From Oct. 18-20, five Trine students traveled to the NASA Glenn Research Center in
Cleveland, Ohio, for the NASA International Space Apps annual “hackathon.” According
to NASA, the event includes 29,000 participants at 225 events in 71 countries.
Trine students, along with other participants, had two days to develop and present
solutions to various challenges assigned to them at the event. Five Trine mechanical
and computer engineering students made the trip: Ismar Chew of Indianapolis; Timothy
Mayer of Endicott, New York; James Gamage of Zionsville, Indiana; Evan Zielke of Auburn,
Indiana; and Nicholas Soule of Bremen, Indiana.
Andrea Mitofsky, Ph.D., associate professor of electrical and computer engineering
at Trine, also attended the event and participated in the challenges.

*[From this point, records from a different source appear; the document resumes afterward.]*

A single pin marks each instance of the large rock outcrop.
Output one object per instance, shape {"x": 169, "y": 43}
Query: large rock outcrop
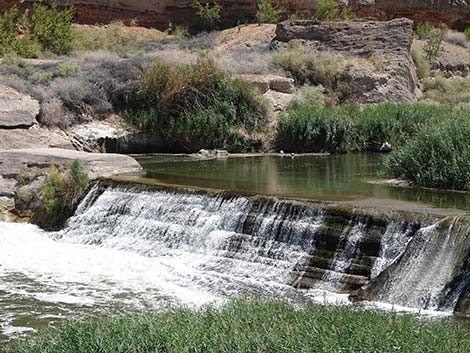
{"x": 98, "y": 165}
{"x": 19, "y": 127}
{"x": 17, "y": 110}
{"x": 159, "y": 13}
{"x": 456, "y": 13}
{"x": 381, "y": 67}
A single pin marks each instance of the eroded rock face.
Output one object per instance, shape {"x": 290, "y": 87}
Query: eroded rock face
{"x": 17, "y": 110}
{"x": 456, "y": 13}
{"x": 159, "y": 13}
{"x": 98, "y": 165}
{"x": 381, "y": 68}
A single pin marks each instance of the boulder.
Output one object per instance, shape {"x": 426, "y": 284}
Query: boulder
{"x": 17, "y": 110}
{"x": 380, "y": 66}
{"x": 270, "y": 82}
{"x": 34, "y": 137}
{"x": 15, "y": 162}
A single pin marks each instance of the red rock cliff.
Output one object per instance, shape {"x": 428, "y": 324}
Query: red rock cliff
{"x": 159, "y": 13}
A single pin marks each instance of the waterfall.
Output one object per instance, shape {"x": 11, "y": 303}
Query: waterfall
{"x": 432, "y": 272}
{"x": 131, "y": 247}
{"x": 244, "y": 239}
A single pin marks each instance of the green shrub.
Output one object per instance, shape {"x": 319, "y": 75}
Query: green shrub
{"x": 209, "y": 13}
{"x": 47, "y": 29}
{"x": 314, "y": 129}
{"x": 306, "y": 128}
{"x": 327, "y": 10}
{"x": 467, "y": 33}
{"x": 268, "y": 13}
{"x": 424, "y": 29}
{"x": 244, "y": 325}
{"x": 8, "y": 24}
{"x": 61, "y": 193}
{"x": 422, "y": 64}
{"x": 450, "y": 91}
{"x": 437, "y": 156}
{"x": 27, "y": 47}
{"x": 52, "y": 28}
{"x": 67, "y": 68}
{"x": 23, "y": 179}
{"x": 433, "y": 47}
{"x": 195, "y": 106}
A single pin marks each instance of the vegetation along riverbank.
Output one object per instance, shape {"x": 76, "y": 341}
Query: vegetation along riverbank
{"x": 85, "y": 88}
{"x": 248, "y": 325}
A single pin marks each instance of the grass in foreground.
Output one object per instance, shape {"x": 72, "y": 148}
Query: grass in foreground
{"x": 253, "y": 326}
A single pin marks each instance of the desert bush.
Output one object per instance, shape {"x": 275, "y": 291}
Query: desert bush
{"x": 433, "y": 47}
{"x": 209, "y": 13}
{"x": 437, "y": 156}
{"x": 10, "y": 42}
{"x": 449, "y": 91}
{"x": 249, "y": 61}
{"x": 307, "y": 128}
{"x": 47, "y": 29}
{"x": 328, "y": 70}
{"x": 53, "y": 114}
{"x": 68, "y": 68}
{"x": 194, "y": 106}
{"x": 61, "y": 194}
{"x": 467, "y": 33}
{"x": 52, "y": 28}
{"x": 423, "y": 30}
{"x": 327, "y": 10}
{"x": 422, "y": 64}
{"x": 268, "y": 13}
{"x": 8, "y": 24}
{"x": 97, "y": 89}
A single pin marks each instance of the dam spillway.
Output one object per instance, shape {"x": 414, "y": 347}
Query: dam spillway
{"x": 131, "y": 246}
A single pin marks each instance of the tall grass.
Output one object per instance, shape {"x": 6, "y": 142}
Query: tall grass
{"x": 61, "y": 193}
{"x": 253, "y": 326}
{"x": 307, "y": 128}
{"x": 195, "y": 106}
{"x": 437, "y": 156}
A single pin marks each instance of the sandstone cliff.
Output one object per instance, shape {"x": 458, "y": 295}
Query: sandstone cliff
{"x": 381, "y": 67}
{"x": 159, "y": 13}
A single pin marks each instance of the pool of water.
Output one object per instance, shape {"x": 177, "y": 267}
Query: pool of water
{"x": 346, "y": 177}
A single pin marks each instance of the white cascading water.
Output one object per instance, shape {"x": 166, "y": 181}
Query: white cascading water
{"x": 421, "y": 278}
{"x": 127, "y": 249}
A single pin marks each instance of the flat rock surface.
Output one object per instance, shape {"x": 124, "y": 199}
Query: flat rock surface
{"x": 17, "y": 110}
{"x": 34, "y": 137}
{"x": 13, "y": 162}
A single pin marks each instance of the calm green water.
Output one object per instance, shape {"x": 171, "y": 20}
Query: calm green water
{"x": 347, "y": 177}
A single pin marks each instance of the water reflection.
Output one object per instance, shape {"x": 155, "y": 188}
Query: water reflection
{"x": 336, "y": 177}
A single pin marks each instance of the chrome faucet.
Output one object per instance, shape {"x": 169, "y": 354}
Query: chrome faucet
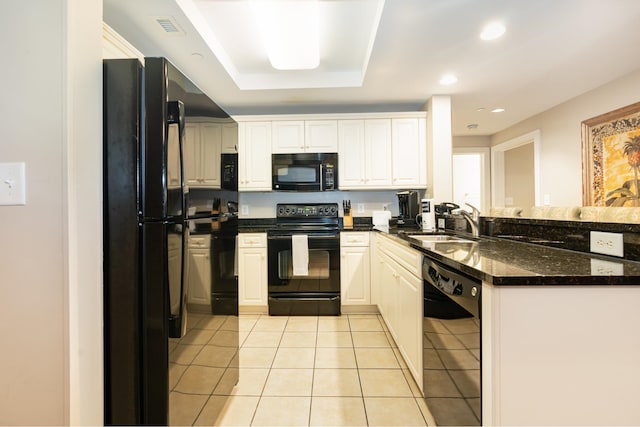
{"x": 472, "y": 218}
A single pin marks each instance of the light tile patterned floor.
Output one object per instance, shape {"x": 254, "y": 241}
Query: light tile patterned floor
{"x": 294, "y": 371}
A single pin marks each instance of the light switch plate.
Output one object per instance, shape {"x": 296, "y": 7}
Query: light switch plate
{"x": 607, "y": 243}
{"x": 12, "y": 184}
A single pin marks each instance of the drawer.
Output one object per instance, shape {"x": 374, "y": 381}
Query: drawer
{"x": 200, "y": 242}
{"x": 354, "y": 238}
{"x": 252, "y": 240}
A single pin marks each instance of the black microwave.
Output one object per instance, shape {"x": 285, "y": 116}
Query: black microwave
{"x": 305, "y": 172}
{"x": 229, "y": 171}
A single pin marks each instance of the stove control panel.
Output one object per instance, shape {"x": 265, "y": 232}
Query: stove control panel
{"x": 316, "y": 210}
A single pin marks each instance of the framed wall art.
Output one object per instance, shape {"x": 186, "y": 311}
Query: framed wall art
{"x": 611, "y": 158}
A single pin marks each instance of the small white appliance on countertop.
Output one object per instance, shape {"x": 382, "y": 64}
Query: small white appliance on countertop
{"x": 428, "y": 215}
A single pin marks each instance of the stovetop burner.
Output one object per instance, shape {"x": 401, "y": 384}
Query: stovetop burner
{"x": 308, "y": 217}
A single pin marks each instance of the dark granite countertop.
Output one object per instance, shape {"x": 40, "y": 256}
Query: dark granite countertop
{"x": 505, "y": 262}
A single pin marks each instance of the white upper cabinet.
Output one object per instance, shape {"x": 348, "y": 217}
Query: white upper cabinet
{"x": 202, "y": 146}
{"x": 288, "y": 136}
{"x": 382, "y": 153}
{"x": 364, "y": 154}
{"x": 321, "y": 136}
{"x": 409, "y": 153}
{"x": 304, "y": 136}
{"x": 254, "y": 156}
{"x": 376, "y": 151}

Zielke and his group were part of the “Build a Planet” challenge to develop a board
game along with a website to teach children about planets. Mitofsky, Gamage and Soule
were part of the “Internet on the Ocean” challenge.

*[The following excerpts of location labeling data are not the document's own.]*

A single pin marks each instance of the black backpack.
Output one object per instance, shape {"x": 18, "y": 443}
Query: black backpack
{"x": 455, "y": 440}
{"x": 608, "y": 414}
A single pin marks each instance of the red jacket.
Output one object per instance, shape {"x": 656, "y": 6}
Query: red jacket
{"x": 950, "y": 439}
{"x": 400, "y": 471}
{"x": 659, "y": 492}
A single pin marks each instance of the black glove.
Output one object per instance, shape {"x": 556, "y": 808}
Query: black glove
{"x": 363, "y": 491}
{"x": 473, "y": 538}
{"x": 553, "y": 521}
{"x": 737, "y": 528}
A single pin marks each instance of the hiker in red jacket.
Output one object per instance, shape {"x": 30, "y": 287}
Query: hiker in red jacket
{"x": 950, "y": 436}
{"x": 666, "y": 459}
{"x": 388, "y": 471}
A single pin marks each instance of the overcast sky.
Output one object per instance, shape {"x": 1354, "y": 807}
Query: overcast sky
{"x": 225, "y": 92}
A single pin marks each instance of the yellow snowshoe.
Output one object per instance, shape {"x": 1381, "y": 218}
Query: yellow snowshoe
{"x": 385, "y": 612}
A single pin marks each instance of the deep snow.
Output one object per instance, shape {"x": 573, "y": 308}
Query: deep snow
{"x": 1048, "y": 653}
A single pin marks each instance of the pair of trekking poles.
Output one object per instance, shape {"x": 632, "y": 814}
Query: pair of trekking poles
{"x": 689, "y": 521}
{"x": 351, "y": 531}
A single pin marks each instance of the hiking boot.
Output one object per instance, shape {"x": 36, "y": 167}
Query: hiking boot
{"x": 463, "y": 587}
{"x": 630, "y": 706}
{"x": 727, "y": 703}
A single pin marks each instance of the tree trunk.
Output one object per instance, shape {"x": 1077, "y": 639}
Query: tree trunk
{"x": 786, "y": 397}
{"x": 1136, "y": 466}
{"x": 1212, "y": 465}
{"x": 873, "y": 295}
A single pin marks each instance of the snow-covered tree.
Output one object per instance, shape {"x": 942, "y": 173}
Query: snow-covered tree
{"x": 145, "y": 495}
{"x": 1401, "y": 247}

“The team I was on looked at the feasibility of using lasers to send internet signals
from undersea fiber optics cables to floating stations on the surface of the ocean,
and these stations would then relay the internet signal out over radio waves,” said
Mitofsky.
Mayer and Chew chose “The Memory-Maker Challenge,” which emphasized the creation and
use of mechanical-based machinery in space. Their developed system is meant to be
used in a probe sent to Venus.
“After a great deal of brainstorming, research and discussion, we came up with an
idea for storing numerical values within a gear-train system,” Mayer said. “Oversimplifying
somewhat, the number would be stored as the number of turns the gears have gone through,
and the number could be extracted from memory and transmitted back to Earth by running
the gears in reverse.”
The students said they had a great time participating in hackathon, enjoying not only
the fast-paced event, but the opportunity to interact with new people and experience
NASA Glenn.
“It was also super cool to get to spend the weekend at NASA Glenn. We got a few tours
of the SLOPE moon-terrain-simulation lab, and of the Zero Gravity Research Facility,”
Mayer said. “We got to hear from astronaut Doug Wheelock about what it's like to be
an astronaut, and from Data Analyst Dr. Nelson Vargas, who gave a presentation on
how social media can be used to examine the public's feelings toward a topic, such
as NASA and space travel.”
The NASA International Space Apps Challenge will return Oct. 2-4, 2020, for its 10th year.